Facet-regulated adhesion of double-stranded DNA on palladium surfaces.

机构信息

State Key Laboratory of Radiation Medicine and Protection, School for Radiological and Interdisciplinary Sciences (RAD-X), and Collaborative Innovation Center of Radiation Medicine of Jiangsu Higher Education Institutions, Soochow University, Suzhou 215123, China.

出版信息

Nanoscale. 2019 Jan 23;11(4):1827-1836. doi: 10.1039/c8nr06203j.

DOI:10.1039/c8nr06203j
PMID:30633285
Abstract

A better understanding of interactions between metal-nanomaterial surfaces and biomolecules such as DNAs is critical for their biomedical applications.
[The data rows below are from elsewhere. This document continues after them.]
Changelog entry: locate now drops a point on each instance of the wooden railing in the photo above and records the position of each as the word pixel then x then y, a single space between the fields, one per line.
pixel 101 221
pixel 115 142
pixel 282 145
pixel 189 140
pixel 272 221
Here we investigated double-stranded DNA (dsDNA) adhering to palladium (Pd) nanosheets with two different exposed facets, {100} and {111}, using a combined computational and experimental approach. Different dsDNA binding modes on the two surfaces were observed, with a surprising "upright" conformation on Pd(100) and a "flat" conformation on Pd(111). Molecular dynamics simulations showed a stronger binding of the dsDNA on Pd(111) than Pd(100), which resulted in significant conformational changes and hydrogen bond breakage in the dsDNA on Pd(111). Further analyses revealed that the different binding strengths were caused by the number and arrangement of water molecules in the first solvation shell (FSS) of the two Pd surfaces. The water hydrogen bond network in the FSS of Pd(100) is compact and resists the embedding of dsDNA, while it is less compact on Pd(111), which allows penetration of dsDNA and its direct contact with Pd(111) surface atoms, thereby exhibiting stronger binding. Further free energy calculations with umbrella sampling supported these observations. Finally, these computational predictions on the adsorption capacity of dsDNA on Pd surfaces were confirmed by gel electrophoresis experiments.

摘要

更好地理解金属纳米材料表面与生物分子(如 DNA)之间的相互作用对于它们的生物医学应用至关重要。在这里,我们采用计算与实验相结合的方法研究了具有两种不同暴露晶面({100}和{111})的钯纳米片上吸附的双链 DNA(dsDNA)。在两种表面上观察到不同的 dsDNA 结合模式,在 Pd(100)上呈现出令人惊讶的“直立”构象,而在 Pd(111)上呈现出“平面”构象。分子动力学模拟表明,dsDNA 在 Pd(111)上的结合比在 Pd(100)上更强,这导致 dsDNA 发生显著的构象变化和氢键断裂。进一步的分析表明,不同的结合强度是由两种 Pd 表面的第一溶剂化壳(FSS)中水分子的数量和排列引起的。Pd(100)的 FSS 中的水分子氢键网络紧凑,阻碍 dsDNA 的嵌入,而在 Pd(111)上则不那么紧凑,这允许 dsDNA 的渗透及其与 Pd(111)表面原子的直接接触,从而表现出更强的结合。进一步使用伞状采样的自由能计算支持了这些观察结果。最后,通过凝胶电泳实验证实了这些关于 dsDNA 在 Pd 表面吸附能力的计算预测。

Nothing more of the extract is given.